Data Discs n’existe que depuis quelques mois mais a déjà réussi le pari de sortir trois disques en très peu de temps. Leurs rééditions en vinyle de musique des jeux vidéo Streets of Rage, Shenmue et Shinobi III ont été largement saluées par tous ceux qui les ont écoutées. Si l’on ajoute à ça les prochaines éditions d’Outrun et de Streets of Rage 2, on peut d’ores et déjà dire que Data Discs est le label incontournable des bandes originales vidéoludiques. Nous avons eu la chance de pouvoir poser quelques questions au fondateur du label, Jamie Crook.

Dans quelle mesure avez-vous travaillé avec les compositeurs ?
Ça dépend. Quand on développe des produits sous licence comme les nôtres, c’est un peu utopique de croire qu’on travaillera toujours directement avec les compositeurs. Parfois, quel que soit notre enthousiasme et notre désir de les impliquer davantage, c’est tout simplement impossible. La distribution de produits licenciés avec de grandes entreprises ne fonctionne pas comme ça. Nous avons collaboré étroitement avec Yuzo Koshiro pour Streets of Rage et nous continuerons de le faire pour le reste de la trilogie. C’était un plaisir de travailler ensemble. C’est lui qui nous a fourni les fichiers NEC PC-88 de Streets of Rage (Bare Knuckle au Japon), ce qui nous a permis d’explorer de nombreuses choses lors du processus de masterisation. Au final, après avoir demandé conseil au compositeur, nous avons opté pour un mélange des pistes PC-88 et de captures directes d’une Mega Drive modifiée, afin d’obtenir les masters les plus convaincants selon les spécificités de chaque morceau. Evidemment, il avait son mot à dire sur la version définitive.

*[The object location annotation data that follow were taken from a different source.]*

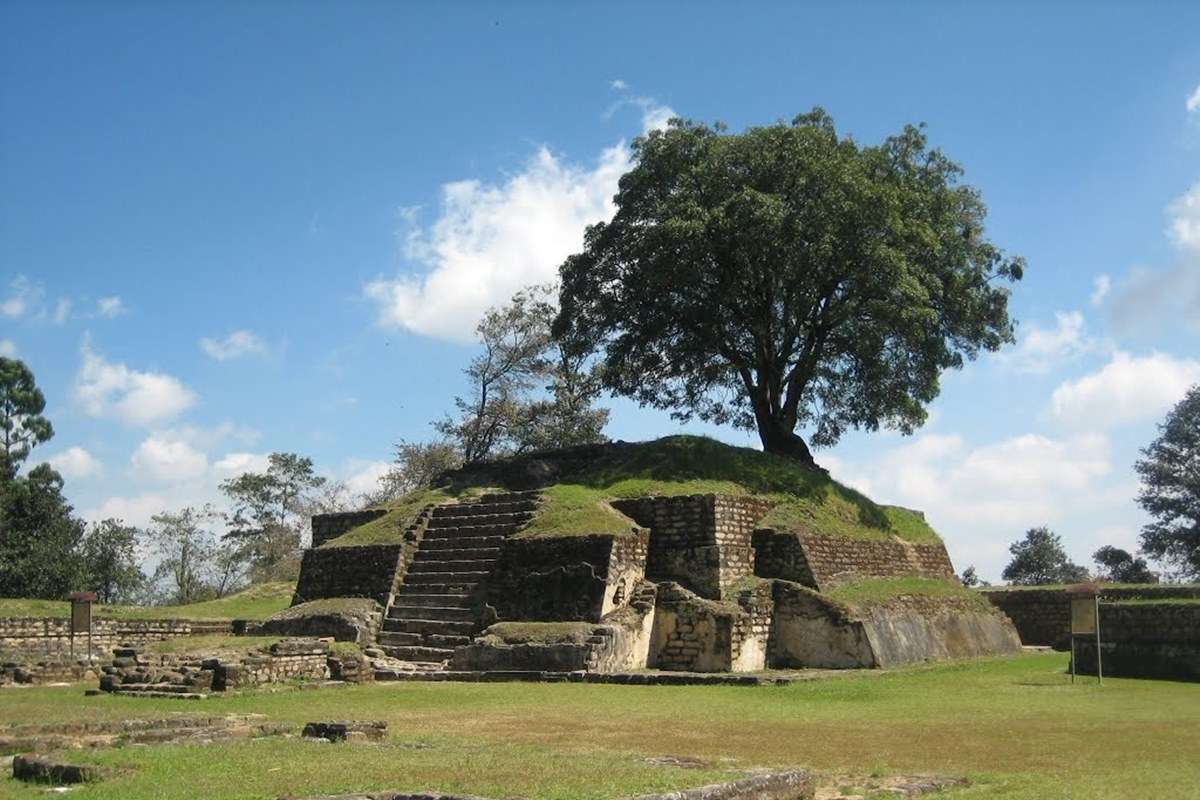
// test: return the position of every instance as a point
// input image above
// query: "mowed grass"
(256, 602)
(1015, 727)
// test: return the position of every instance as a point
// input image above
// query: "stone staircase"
(436, 608)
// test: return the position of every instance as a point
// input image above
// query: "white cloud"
(1125, 390)
(76, 463)
(491, 240)
(234, 346)
(168, 459)
(109, 307)
(113, 390)
(132, 510)
(24, 298)
(237, 463)
(365, 476)
(1042, 349)
(1185, 218)
(982, 498)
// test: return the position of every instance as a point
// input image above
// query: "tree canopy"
(1039, 559)
(22, 425)
(787, 277)
(1170, 488)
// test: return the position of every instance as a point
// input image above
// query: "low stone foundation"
(1145, 641)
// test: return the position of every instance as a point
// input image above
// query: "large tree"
(1039, 559)
(22, 425)
(1170, 488)
(787, 277)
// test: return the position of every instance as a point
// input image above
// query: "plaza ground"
(1015, 727)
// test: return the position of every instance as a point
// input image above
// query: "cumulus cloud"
(141, 398)
(234, 346)
(1158, 298)
(76, 463)
(491, 240)
(24, 299)
(982, 497)
(167, 458)
(1125, 390)
(109, 307)
(1044, 348)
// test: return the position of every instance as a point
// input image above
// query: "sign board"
(1083, 615)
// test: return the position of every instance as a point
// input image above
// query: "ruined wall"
(701, 541)
(809, 630)
(822, 561)
(370, 571)
(1145, 641)
(331, 525)
(31, 636)
(565, 578)
(1042, 615)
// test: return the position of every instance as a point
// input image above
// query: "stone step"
(397, 639)
(438, 607)
(473, 509)
(456, 553)
(510, 518)
(453, 588)
(407, 653)
(433, 545)
(429, 626)
(479, 569)
(468, 529)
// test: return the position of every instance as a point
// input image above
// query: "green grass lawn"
(1015, 727)
(253, 603)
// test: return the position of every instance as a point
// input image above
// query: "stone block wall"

Quelles ont été les réactions de vos collaborateurs à la sortie des vinyles ?
Pour nous, c’est très important de satisfaire à la fois les compositeurs et les ayant-droits avec nos produits. Je crois que jusqu’ici, c’est réussi.

La musique de jeux vidéo fait l’objet de nombreuses réinterprétations, à travers les variations progressives de Minibosses ou de Powerglove, ou les versions orchestrales de ‘Video Games Live’. D’après vous, que peut offrir de particulier la musique originale ?
Les gens n’ont cessé de revisiter et d’adapter la musique de jeux vidéo depuis son apparition, même chez les éditeurs (par exemple, SEGA et TAITO avaient leurs propres groupes en interne, respectivement le S.S.T. Band et Zuntata). Depuis plus de trente ans, les jeux vidéo ont une influence énorme sur la culture populaire ; mais il semblerait en effet que récemment, ils soient devenus à la mode. C’est le résultat de facteurs confluents, pas simplement de la nostalgie. Les enfants des années 80 sont maintenant des adultes qui commencent à réaliser l’impact, conscient ou non, que les jeux de leur enfance ont eu sur leur identité. En ce sens, c’est le moment idéal pour développer des projets comme le nôtre. Il y a quelque chose de très gratifiant à redécouvrir la musique originale, hors de son contexte vidéoludique, et à la considérer comme création artistique à part entière. C’est aussi très réconfortant, bizarrement.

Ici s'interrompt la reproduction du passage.